La sociedad se conmueve por el asesinato de dos jóvenes hinchas de Aguada y el presidente Tabaré Vázquez reclamó que se fortalecieran las líneas de trabajo en materia de seguridad pública.

En 2010 se dio un caso insólito:  el clásico de veteranos de fútbol en beneficio a Haití terminó a las trompadas. En la Ámsterdam se produjeron incidentes con la hinchada de Peñarol que pretendió ir rumbo al sector de los de Nacional para agredir y se trenzó con la Policía.

Rompieron butacas, destrozaron el baño de mujeres, piletas, canillas y el saldo final fue de cinco policías heridos y dos detenidos que fueron derivados a la justicia.

La noche del miércoles 21 de setiembre de 2011, por la Copa Sudamericana, se suspende el partido de Nacional con Universidad de Chile. En el Parque Central, agredieron al primer línea Milciades Saldívar con un una serpentina que le pegó en la cabeza y el partido fue suspendido por la terna paraguaya dos minutos después de iniciado el segundo tiempo del partido.

El 8 de mayo de 2012 se produce un bochorno en el Ubilla de Melo cuando los jugadores de Cerro Largo y Cerro se toman a golpes de puño.

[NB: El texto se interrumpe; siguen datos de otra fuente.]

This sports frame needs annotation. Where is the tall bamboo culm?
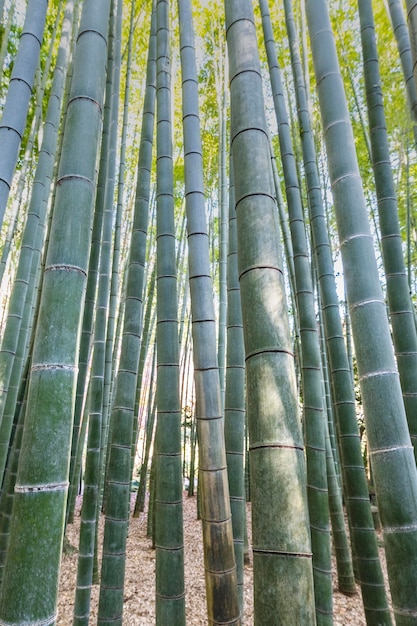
[154,0,185,626]
[0,0,109,626]
[178,0,241,626]
[225,0,316,626]
[306,0,417,626]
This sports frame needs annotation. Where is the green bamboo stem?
[307,0,417,625]
[217,81,229,405]
[224,167,246,615]
[133,346,156,517]
[98,6,155,625]
[0,0,48,225]
[0,0,109,626]
[73,2,122,626]
[225,0,315,626]
[0,0,74,483]
[178,0,241,625]
[284,2,390,624]
[259,0,333,626]
[359,0,417,459]
[154,0,185,626]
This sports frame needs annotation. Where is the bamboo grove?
[0,0,417,626]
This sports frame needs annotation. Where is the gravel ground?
[57,497,392,626]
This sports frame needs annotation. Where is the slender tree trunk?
[178,0,241,625]
[98,7,155,626]
[259,0,333,626]
[358,0,417,459]
[0,0,48,225]
[0,0,109,626]
[307,0,417,626]
[225,0,316,626]
[224,167,246,614]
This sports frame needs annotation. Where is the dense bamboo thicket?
[0,0,417,626]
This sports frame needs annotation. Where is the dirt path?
[57,497,388,626]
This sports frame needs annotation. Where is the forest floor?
[57,496,392,626]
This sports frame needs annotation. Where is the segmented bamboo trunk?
[154,0,185,626]
[259,0,333,626]
[178,0,241,626]
[98,6,155,625]
[358,0,417,459]
[225,0,316,626]
[0,0,74,483]
[284,0,390,624]
[224,164,246,610]
[0,0,48,226]
[306,0,417,626]
[0,0,109,626]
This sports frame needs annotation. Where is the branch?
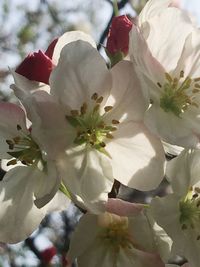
[97,0,129,50]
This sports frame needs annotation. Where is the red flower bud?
[15,39,58,84]
[45,38,58,59]
[41,247,57,264]
[106,15,133,56]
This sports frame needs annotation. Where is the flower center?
[179,187,200,240]
[157,71,200,117]
[66,93,119,154]
[6,125,43,166]
[99,213,133,252]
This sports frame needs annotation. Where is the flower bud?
[15,39,58,84]
[41,247,56,264]
[106,15,133,56]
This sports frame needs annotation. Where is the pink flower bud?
[41,247,57,264]
[106,15,133,56]
[15,39,58,84]
[45,38,58,59]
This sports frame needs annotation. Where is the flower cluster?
[0,0,200,267]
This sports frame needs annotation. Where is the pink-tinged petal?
[105,61,148,122]
[0,102,27,159]
[10,70,50,94]
[106,122,165,190]
[50,40,112,112]
[106,198,143,216]
[15,50,54,84]
[45,38,58,59]
[52,31,96,65]
[129,27,165,93]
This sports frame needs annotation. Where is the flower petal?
[0,167,45,243]
[58,147,114,213]
[52,31,96,65]
[138,0,172,27]
[50,40,111,112]
[105,61,148,122]
[0,102,27,159]
[34,161,60,208]
[106,122,165,190]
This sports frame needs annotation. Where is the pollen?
[157,70,200,117]
[179,187,200,240]
[6,125,42,166]
[66,93,120,155]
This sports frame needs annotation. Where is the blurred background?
[0,0,200,267]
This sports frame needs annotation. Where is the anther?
[91,93,98,101]
[99,142,106,147]
[192,193,199,198]
[165,72,173,83]
[112,120,119,124]
[180,70,184,78]
[70,110,79,117]
[181,224,187,230]
[96,96,103,104]
[104,106,113,112]
[6,159,17,166]
[17,124,22,131]
[157,82,162,88]
[106,133,114,139]
[81,103,87,115]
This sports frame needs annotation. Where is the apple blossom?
[0,102,69,243]
[129,0,200,147]
[151,150,200,267]
[40,40,164,212]
[68,199,170,267]
[106,15,133,65]
[12,31,95,92]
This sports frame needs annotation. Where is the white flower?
[0,102,69,243]
[151,150,200,267]
[11,31,95,92]
[44,38,164,212]
[68,203,169,267]
[129,0,200,147]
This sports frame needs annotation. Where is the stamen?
[112,120,119,124]
[104,106,113,112]
[70,110,79,117]
[91,93,98,101]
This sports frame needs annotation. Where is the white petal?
[34,161,60,208]
[50,40,111,112]
[144,103,199,147]
[52,31,96,65]
[106,122,164,190]
[68,214,99,260]
[11,70,50,92]
[0,167,45,243]
[105,61,148,122]
[173,29,200,78]
[0,102,27,159]
[138,0,172,26]
[58,146,114,213]
[129,27,165,88]
[144,8,193,73]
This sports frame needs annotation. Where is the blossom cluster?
[0,0,200,267]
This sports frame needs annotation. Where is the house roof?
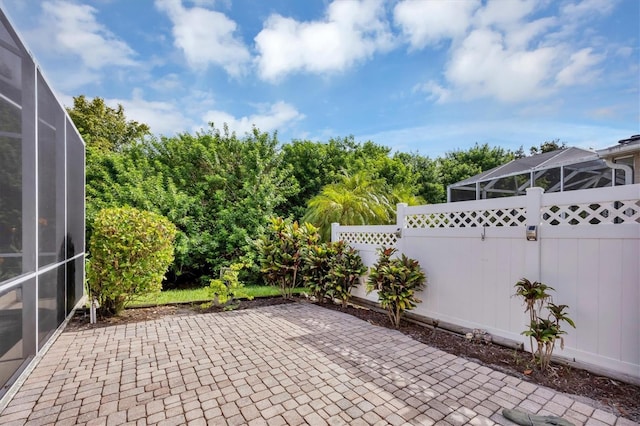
[450,147,600,188]
[596,135,640,158]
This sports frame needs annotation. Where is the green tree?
[147,126,297,282]
[439,143,514,188]
[67,95,150,155]
[394,152,447,204]
[529,138,567,155]
[303,172,395,241]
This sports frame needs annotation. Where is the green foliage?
[87,207,176,316]
[209,263,253,310]
[326,241,367,306]
[303,242,336,301]
[302,171,423,241]
[515,278,576,371]
[257,217,320,299]
[303,241,367,306]
[529,138,567,155]
[67,95,150,156]
[147,127,297,286]
[367,247,426,327]
[439,143,514,188]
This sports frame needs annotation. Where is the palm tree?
[302,171,422,241]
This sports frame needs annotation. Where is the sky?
[0,0,640,158]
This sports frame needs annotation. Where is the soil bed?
[65,297,640,423]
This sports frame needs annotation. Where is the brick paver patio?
[0,303,635,425]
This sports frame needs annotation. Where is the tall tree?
[67,95,150,152]
[529,138,567,155]
[303,171,424,241]
[439,143,514,188]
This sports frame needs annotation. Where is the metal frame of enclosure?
[0,10,85,398]
[447,147,631,202]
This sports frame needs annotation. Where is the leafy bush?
[303,241,367,306]
[515,278,576,371]
[258,217,320,299]
[209,263,253,310]
[367,247,426,327]
[87,207,177,316]
[327,241,367,306]
[303,243,336,301]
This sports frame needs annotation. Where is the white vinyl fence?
[332,184,640,382]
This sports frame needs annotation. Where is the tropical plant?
[326,241,367,306]
[303,242,336,301]
[302,172,395,241]
[257,217,320,299]
[87,207,176,316]
[208,263,253,310]
[515,278,575,371]
[367,247,426,328]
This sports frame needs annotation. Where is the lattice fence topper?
[405,207,527,228]
[541,200,640,226]
[338,232,398,247]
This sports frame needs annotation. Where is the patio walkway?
[0,303,634,425]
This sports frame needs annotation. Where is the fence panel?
[333,184,640,382]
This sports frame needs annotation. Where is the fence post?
[522,187,544,281]
[396,203,407,255]
[331,222,340,243]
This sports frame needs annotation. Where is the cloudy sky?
[0,0,640,156]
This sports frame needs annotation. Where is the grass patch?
[128,285,307,306]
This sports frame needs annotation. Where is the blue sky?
[0,0,640,157]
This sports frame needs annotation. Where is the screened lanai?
[447,147,625,202]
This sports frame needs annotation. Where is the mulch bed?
[65,297,640,423]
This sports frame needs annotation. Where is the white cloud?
[556,48,603,86]
[33,0,136,70]
[561,0,617,19]
[105,89,193,136]
[413,80,451,102]
[446,29,558,102]
[204,101,304,135]
[255,0,393,81]
[155,0,251,76]
[393,0,481,49]
[410,0,608,103]
[475,0,539,29]
[149,73,182,92]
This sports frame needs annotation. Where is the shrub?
[367,247,426,328]
[87,207,177,316]
[327,241,367,306]
[209,263,253,310]
[258,217,320,299]
[303,243,336,301]
[515,278,576,371]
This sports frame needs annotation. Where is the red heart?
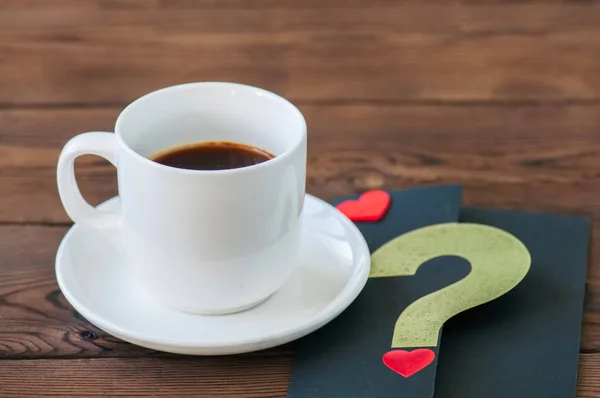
[382,348,435,377]
[336,191,391,221]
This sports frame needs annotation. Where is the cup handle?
[56,132,121,229]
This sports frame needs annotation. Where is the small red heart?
[382,348,435,377]
[336,191,392,221]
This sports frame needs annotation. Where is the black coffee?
[150,142,275,170]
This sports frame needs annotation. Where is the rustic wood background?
[0,0,600,398]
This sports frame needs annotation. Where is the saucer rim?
[55,194,371,355]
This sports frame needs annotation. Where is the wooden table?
[0,0,600,398]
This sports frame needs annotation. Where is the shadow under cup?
[116,83,306,314]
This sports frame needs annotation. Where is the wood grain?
[0,104,600,223]
[0,0,600,398]
[0,356,292,398]
[0,0,600,106]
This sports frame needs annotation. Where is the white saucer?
[56,195,371,355]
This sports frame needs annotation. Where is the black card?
[288,186,469,398]
[288,187,590,398]
[435,208,590,398]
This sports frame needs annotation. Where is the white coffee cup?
[57,82,306,314]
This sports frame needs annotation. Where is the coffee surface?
[150,141,275,170]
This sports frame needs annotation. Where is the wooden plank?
[0,104,600,223]
[0,356,292,398]
[0,354,600,398]
[0,225,289,360]
[0,1,600,106]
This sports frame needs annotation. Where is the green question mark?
[369,223,531,377]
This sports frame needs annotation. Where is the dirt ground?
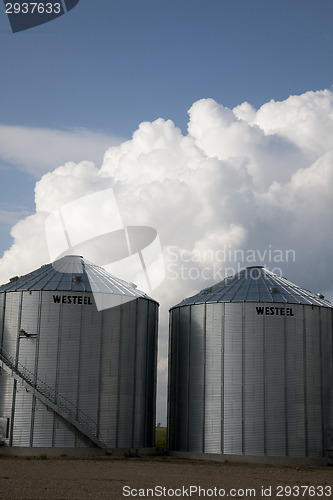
[0,456,333,500]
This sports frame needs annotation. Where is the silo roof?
[0,255,152,300]
[174,266,333,308]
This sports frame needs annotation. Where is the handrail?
[0,348,107,449]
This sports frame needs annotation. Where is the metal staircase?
[0,349,107,450]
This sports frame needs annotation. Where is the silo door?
[0,417,9,440]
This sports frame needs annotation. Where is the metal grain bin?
[0,256,158,448]
[168,266,333,458]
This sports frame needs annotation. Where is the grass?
[155,427,167,452]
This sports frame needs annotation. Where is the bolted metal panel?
[188,304,205,452]
[243,303,265,455]
[168,268,333,457]
[304,308,323,457]
[284,305,306,457]
[264,312,287,456]
[143,299,158,447]
[203,304,224,453]
[223,303,243,454]
[0,257,158,448]
[167,308,180,450]
[117,301,137,448]
[133,299,148,448]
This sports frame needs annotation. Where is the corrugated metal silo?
[168,266,333,458]
[0,256,158,448]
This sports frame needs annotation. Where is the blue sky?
[0,0,333,424]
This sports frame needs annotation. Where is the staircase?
[0,349,107,450]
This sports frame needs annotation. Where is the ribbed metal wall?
[0,290,158,448]
[168,302,333,457]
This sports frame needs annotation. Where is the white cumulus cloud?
[0,90,333,420]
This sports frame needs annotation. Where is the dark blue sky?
[0,0,333,136]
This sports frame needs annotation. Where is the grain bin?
[0,256,158,449]
[168,266,333,458]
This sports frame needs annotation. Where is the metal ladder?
[0,349,108,450]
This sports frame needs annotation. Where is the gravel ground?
[0,457,333,500]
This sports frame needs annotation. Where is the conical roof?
[0,255,150,299]
[174,266,333,307]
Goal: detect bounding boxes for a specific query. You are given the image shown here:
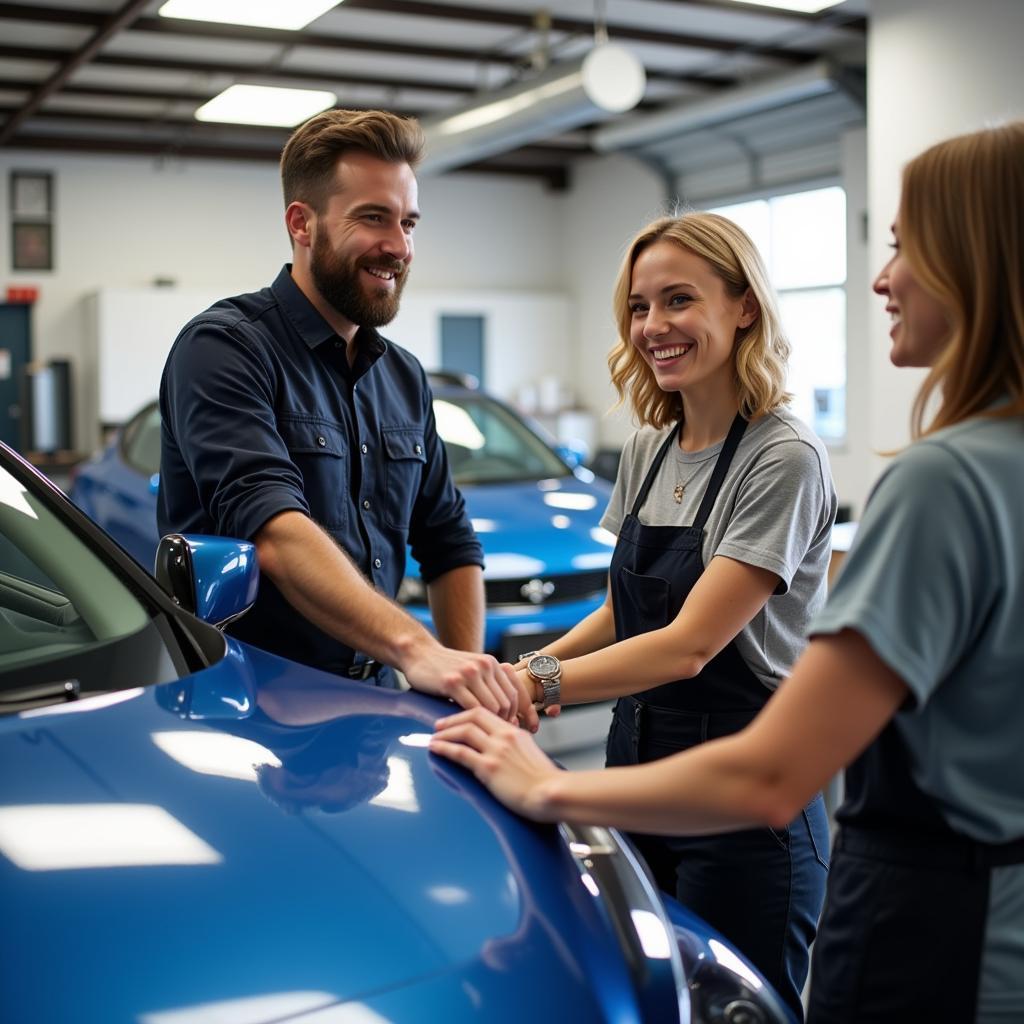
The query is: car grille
[484,569,608,605]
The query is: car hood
[460,477,615,579]
[0,641,599,1024]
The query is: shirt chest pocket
[278,416,348,530]
[381,427,427,529]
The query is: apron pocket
[615,565,671,636]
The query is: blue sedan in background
[71,374,614,660]
[0,445,788,1024]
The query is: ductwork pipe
[418,43,647,174]
[590,61,837,153]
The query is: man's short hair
[281,111,424,212]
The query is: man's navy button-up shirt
[158,266,483,672]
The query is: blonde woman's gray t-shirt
[601,409,837,689]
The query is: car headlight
[676,926,793,1024]
[396,577,427,604]
[558,824,793,1024]
[558,823,692,1021]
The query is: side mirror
[153,534,259,629]
[555,440,590,469]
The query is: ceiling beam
[0,44,474,98]
[345,0,819,65]
[0,105,593,154]
[658,0,867,33]
[0,0,818,63]
[0,0,150,146]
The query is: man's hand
[401,645,539,731]
[430,708,559,821]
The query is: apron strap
[693,413,746,529]
[630,420,683,519]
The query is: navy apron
[808,722,1024,1024]
[606,414,828,1018]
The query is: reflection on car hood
[461,476,614,578]
[0,641,596,1024]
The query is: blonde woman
[505,213,836,1014]
[436,122,1024,1024]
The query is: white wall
[867,0,1024,479]
[387,287,574,402]
[828,128,873,516]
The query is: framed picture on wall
[10,221,53,270]
[10,171,53,220]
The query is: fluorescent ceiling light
[159,0,339,30]
[0,804,223,871]
[196,85,338,128]
[716,0,843,14]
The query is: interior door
[0,302,32,451]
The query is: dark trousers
[606,697,828,1020]
[808,828,990,1024]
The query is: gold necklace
[672,462,703,505]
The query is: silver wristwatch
[523,651,562,711]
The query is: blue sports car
[71,374,614,660]
[0,445,788,1024]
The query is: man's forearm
[427,565,486,650]
[255,512,436,669]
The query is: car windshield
[0,453,193,712]
[434,394,570,486]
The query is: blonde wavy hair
[608,213,791,427]
[898,121,1024,437]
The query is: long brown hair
[898,121,1024,437]
[608,213,790,427]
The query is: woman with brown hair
[434,123,1024,1024]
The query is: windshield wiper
[0,679,82,713]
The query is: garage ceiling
[0,0,866,187]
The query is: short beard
[310,231,409,327]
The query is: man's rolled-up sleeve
[161,321,309,539]
[409,379,483,583]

La batalla campal que se registró en Melo tuvo derivaciones trascendentes en la AUF. Fueron sancionados 19 jugadores, que fueron denunciados por el árbitro. Algunos terminaron en el juzgado. Más recientes son los casos de Wanderers-Juventud en el Viera o la agresión del brasileño Diogo a un línea.

El espiral de la violencia parece no tener final. El pasado campeonato terminó prácticamente con un incidente por fecha. El verano se inicia con un problema que determinó la paralización del fútbol. Y se avecina la etapa más caliente del torneo, el Clausura y las finales por el Uruguayo con los grandes reforzados para ganar.

Herido de bala
El ómnibus de Cutcsa línea 151 cargado de hinchas de Peñarol fue interceptado el miércoles previo al clásico, en Millán y bulevar Artigas, por un camión que transportaba a parciales de Nacional. Bajaron, discutieron, y se escuchan tres detonaciones de armas de fuego. Una persona recibió un balazo y fue internado de gravedad en el Maciel.